Strawman: `Function.prototype.try` (or `Function.try`)
Isiah Meadows
isiahmeadows at gmail.com
Tue Aug 22 17:01:52 UTC 2017
Usually, it's most convenient to just let errors easily fall through,
using `try`/`catch`/`finally`. But when you're writing more low-level
error-handling code, especially where errors are never exceptional
(like test errors in a testing framework or task errors in a
distributed worker pool implementation), it's often easier to handle
completions/results as if they were values, like how Lua [1] and Rust
[2] handle it.
[1]: https://www.lua.org/pil/8.4.html
[2]: https://doc.rust-lang.org/book/second-edition/ch09-02-recoverable-errors-with-result.html
Here's my proposal: introduce either `Function.try(func, thisArg,
...args)` or `Function.prototype.try(thisArg, ...args)`. It works much
like `Function.prototype.call`, except instead of returning/throwing,
it always returns a `{thrown, value}` pair.

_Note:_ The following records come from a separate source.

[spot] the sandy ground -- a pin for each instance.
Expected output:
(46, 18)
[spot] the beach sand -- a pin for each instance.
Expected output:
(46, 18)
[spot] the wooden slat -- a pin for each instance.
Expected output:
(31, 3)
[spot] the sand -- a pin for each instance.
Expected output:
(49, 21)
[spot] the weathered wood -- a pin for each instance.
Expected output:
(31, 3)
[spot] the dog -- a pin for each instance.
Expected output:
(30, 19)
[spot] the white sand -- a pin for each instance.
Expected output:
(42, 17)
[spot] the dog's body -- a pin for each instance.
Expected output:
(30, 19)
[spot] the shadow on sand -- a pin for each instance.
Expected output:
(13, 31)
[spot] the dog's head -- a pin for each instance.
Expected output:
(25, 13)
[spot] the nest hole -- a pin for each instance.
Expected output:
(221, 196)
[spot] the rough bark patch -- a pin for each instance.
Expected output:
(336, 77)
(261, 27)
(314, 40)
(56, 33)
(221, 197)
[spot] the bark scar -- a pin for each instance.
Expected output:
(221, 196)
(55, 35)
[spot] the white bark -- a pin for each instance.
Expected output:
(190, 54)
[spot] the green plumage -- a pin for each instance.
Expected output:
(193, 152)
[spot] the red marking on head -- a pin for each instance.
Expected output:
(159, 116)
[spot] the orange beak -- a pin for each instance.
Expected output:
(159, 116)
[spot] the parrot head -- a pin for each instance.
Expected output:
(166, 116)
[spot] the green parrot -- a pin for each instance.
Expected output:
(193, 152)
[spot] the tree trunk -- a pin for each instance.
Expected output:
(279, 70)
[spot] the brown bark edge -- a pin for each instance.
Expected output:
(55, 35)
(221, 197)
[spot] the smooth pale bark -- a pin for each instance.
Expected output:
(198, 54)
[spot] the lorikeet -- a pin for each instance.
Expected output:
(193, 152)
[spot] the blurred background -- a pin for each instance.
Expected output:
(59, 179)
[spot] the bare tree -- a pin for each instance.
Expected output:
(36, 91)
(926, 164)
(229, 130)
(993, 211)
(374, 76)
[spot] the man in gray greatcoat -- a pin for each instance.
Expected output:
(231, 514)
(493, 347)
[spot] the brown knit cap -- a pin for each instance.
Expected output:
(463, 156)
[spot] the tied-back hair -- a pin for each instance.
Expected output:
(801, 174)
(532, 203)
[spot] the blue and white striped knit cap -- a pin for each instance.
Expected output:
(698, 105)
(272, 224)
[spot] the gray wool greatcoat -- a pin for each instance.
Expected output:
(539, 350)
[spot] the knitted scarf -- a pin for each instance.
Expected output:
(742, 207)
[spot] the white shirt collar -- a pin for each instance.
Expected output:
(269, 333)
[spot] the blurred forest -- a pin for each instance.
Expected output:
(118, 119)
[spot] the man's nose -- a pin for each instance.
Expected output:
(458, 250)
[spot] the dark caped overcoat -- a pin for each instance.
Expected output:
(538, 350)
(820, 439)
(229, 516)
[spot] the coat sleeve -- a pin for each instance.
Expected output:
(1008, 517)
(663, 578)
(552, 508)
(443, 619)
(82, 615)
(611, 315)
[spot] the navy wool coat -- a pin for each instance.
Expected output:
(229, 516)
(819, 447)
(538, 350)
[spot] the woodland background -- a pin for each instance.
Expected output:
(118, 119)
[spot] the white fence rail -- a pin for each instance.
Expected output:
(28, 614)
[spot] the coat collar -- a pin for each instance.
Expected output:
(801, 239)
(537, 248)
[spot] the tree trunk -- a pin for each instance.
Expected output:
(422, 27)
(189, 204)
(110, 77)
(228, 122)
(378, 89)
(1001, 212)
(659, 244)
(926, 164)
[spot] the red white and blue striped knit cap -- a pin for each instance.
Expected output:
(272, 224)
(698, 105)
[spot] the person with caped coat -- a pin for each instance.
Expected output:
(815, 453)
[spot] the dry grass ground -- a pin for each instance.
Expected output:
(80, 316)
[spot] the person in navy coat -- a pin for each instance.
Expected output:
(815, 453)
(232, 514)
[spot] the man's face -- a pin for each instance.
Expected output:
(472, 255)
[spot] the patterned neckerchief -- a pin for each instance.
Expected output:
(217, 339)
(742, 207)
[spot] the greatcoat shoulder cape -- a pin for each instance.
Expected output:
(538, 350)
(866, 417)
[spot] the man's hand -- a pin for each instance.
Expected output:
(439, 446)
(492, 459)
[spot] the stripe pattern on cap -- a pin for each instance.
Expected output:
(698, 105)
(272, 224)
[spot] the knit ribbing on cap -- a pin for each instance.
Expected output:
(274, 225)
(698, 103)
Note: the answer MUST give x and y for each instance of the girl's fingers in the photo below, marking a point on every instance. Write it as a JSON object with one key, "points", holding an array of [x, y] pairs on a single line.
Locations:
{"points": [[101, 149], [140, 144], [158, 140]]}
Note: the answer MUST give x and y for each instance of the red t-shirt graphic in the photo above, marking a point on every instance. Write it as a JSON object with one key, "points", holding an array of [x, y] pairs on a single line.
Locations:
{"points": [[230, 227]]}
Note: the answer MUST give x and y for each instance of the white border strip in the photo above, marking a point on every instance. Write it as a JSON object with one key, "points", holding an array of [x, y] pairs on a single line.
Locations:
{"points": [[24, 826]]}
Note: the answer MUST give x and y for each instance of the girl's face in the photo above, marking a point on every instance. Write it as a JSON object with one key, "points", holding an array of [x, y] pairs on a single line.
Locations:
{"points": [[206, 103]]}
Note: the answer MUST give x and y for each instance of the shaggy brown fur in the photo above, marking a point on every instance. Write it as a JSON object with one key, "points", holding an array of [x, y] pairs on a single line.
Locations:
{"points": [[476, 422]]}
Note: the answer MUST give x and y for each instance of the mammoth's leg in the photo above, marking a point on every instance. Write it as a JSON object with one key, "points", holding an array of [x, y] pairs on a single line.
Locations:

Polyfilling either would be easy:
```js
Function.try = (func, thisArg, ...args) => {
try {
return {thrown: false, value: func.call(thisArg, ...args)}
} catch (e) {
return {thrown: true, value: e}
}
}
Function.prototype.try = function (thisArg, ...args) {
try {
return {thrown: false, value: this.call(thisArg, ...args)}
} catch (e) {
return {thrown: true, value: e}
}
}
```
Engines could make this much more performant, though, by detecting the
function, avoiding the object allocation if immediately destructured,
optimizing the arguments like `Function.prototype.call`, and if called
with a lambda, inlining the whole thing into a pseudo-`try`/`catch`.